In the picture below you see what actually happens as air passes over a wing:
The air is deflected downwards - by both the top and bottom of the wing - there has to be an angle of attack - a wing bottom parallel to the air flow provides no lift to speak of. The low pressure on top of the wing is more about accelerating the air downwards - the air foil curve helps this acceleration happen slowly so that no points become a vacuum and cause boundary layer flow separation so that the stall speed of the wing is reduced. If air flow over the hump is what provides lift - consider what would happen if after the hump if we extend a thin wing - that straightens the air out horizontally - the air would no longer be deflected downwards and there would no longer be any lift.
Bernoulli's equations are consistent with what is happening - but does not explain what is providing the lift. (we might want to invite Bernoulli to explain stall speed) The low pressure helps accelerate the air downward - it is a consequence of imparting momentum to the air - not the cause. To say that the Bernoulli's effect (an increase in the speed of the fluid occurs simultaneously with a decrease in pressure) explains how wings provide lift ignores the bottom of the wing, flat wings and confuses rather than illuminates.
If the air separates from the top of the wing - the air is no longer being deflected downwards enough to provide lift. The air at the bottom of the wing will continue to be deflected down, but then the air will accelerate up to fill the vacuum - in extreme cases flowing a short distance backwards over the top of the wing.

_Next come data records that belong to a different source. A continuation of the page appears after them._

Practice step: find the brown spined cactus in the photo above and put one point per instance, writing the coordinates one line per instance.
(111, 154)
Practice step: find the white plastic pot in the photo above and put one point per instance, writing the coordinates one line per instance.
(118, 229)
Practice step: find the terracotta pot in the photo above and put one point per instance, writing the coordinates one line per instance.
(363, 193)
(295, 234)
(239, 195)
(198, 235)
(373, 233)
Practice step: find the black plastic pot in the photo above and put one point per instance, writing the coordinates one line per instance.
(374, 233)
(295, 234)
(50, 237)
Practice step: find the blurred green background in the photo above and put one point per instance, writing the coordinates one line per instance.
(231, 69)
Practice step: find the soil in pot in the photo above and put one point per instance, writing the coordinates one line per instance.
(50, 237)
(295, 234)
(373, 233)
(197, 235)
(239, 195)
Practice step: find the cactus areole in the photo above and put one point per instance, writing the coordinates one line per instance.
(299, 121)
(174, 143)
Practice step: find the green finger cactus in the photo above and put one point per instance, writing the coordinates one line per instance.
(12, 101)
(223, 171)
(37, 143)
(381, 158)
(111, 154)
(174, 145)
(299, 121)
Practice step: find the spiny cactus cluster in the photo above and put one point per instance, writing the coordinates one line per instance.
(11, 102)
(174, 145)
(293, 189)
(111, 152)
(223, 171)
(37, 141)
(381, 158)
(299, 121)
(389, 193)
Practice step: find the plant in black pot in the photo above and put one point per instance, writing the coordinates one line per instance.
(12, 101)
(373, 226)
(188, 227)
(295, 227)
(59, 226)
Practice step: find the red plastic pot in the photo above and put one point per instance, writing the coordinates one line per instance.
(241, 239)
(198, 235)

I can only speculate - I suppose it was from someone that only partly understood. Then a great many did parrot and preach what they also did not fully understand. A Google search about air foil images will show many illustrations that are wrong - they simply do not reflect the reality that the air is deflected downwards (the vortex coming off the back of the wing helps keep things confused). The originator of this mess probably wanted to show off that he knew of Bernoulli and based on his position as an authority it was swallowed without question.
This stuff happens often - Richard Feynman found examples in Physics books. (One example was a bar rolling down an inclined plane - the math worked just right - as long as you didn't calculate the rotational inertia. The author never actually did the experiment!) Don't trust your books - question authority - prove things to yourself - test reality - don't rely on computer models.

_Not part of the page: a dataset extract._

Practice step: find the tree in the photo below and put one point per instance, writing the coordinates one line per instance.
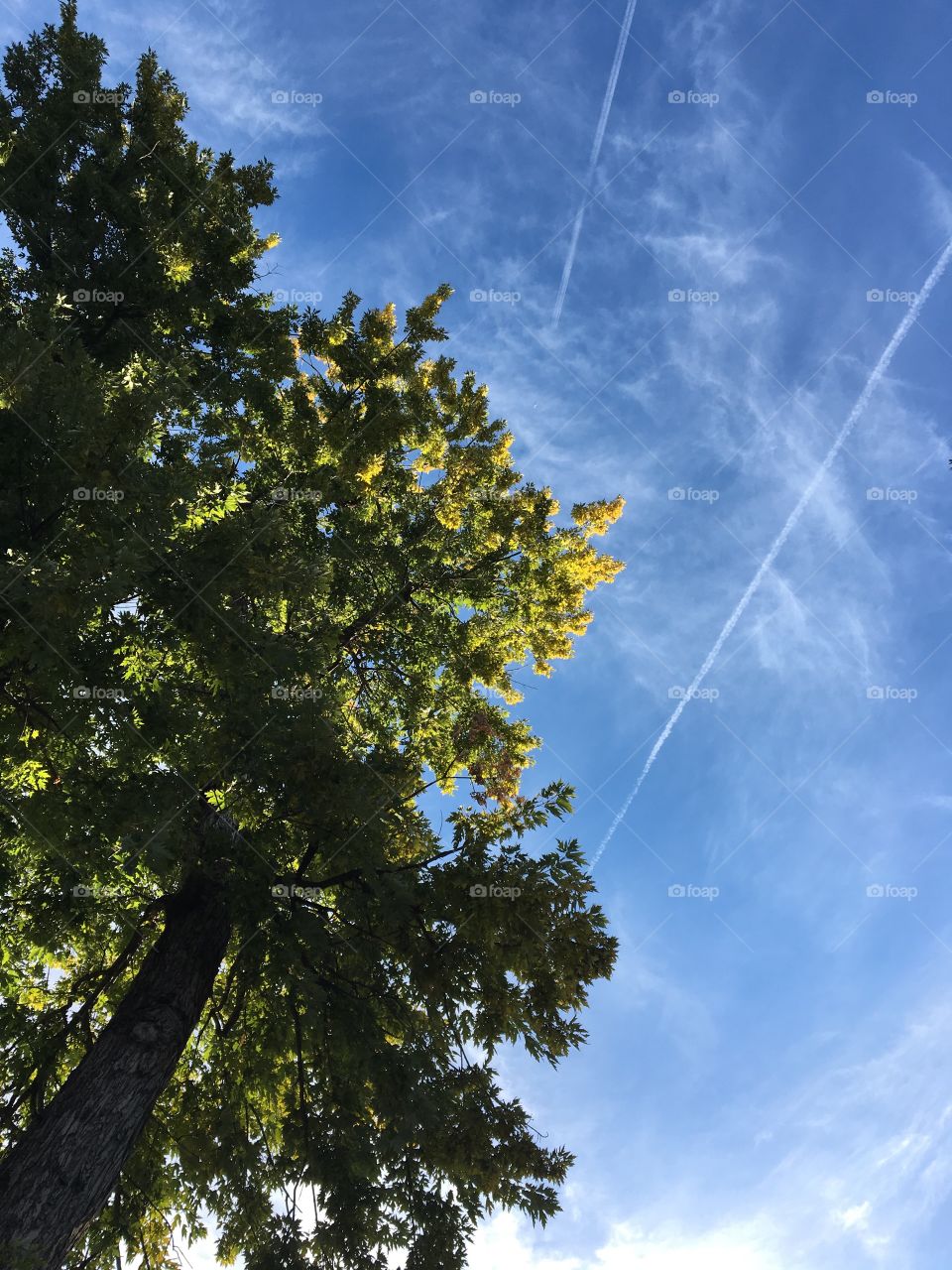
(268, 576)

Ockham of Ockhams Razor would tell us "'What can be done with fewer assumptions is done in vain with more'" . One could rightly say that using Bernoulli helps us calculate just how much lift a wing produces and how the lift is distributed about the wing, but wing lift is it is measured in the wind tunnel and calculated with rules of thumbs. A lot of the details of what happens on a wing surface is due to turbulence - often leading to chaos- which leads to the failure of computer models.

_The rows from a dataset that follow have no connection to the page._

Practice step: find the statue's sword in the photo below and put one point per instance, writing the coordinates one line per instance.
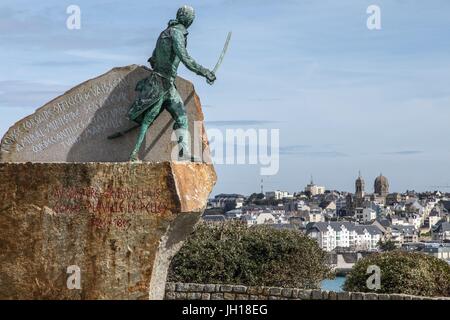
(219, 62)
(222, 54)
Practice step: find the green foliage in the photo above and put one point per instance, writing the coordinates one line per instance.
(403, 272)
(232, 253)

I guess the most important point is not that I was smart enough to smell the fallacy, but that this fallacy has lived for decades - continues to live - is regurgitated by smart people. It isn't enough to be smart - one has to be disciplined in thought.
There are lots of people that can parrot information, there are less that actually integrate the knowledge and can see where it separates from reality. Then there are the very few (I've been lucky to know a couple ) that can see further.
One can train oneself physically to run a bit faster, but what makes humans really amazing, is we can train our brains to think magnitudes further than what is average. Objective thought takes practice, discipline. We can read down the list of cognitive biases and spot the ones we have fallen for, but it takes constant vigilance to reduce ones susceptibility for falling for these evasions of reality. ( I suggest The Art of Reasoning (Third Edition) By David Kelly as one place to start. Or play music with a metronome - an electronic metronome never compliments you to be nice or disses you to put you down. Or listen/watch recordings of yourself (no one likes what they first see)).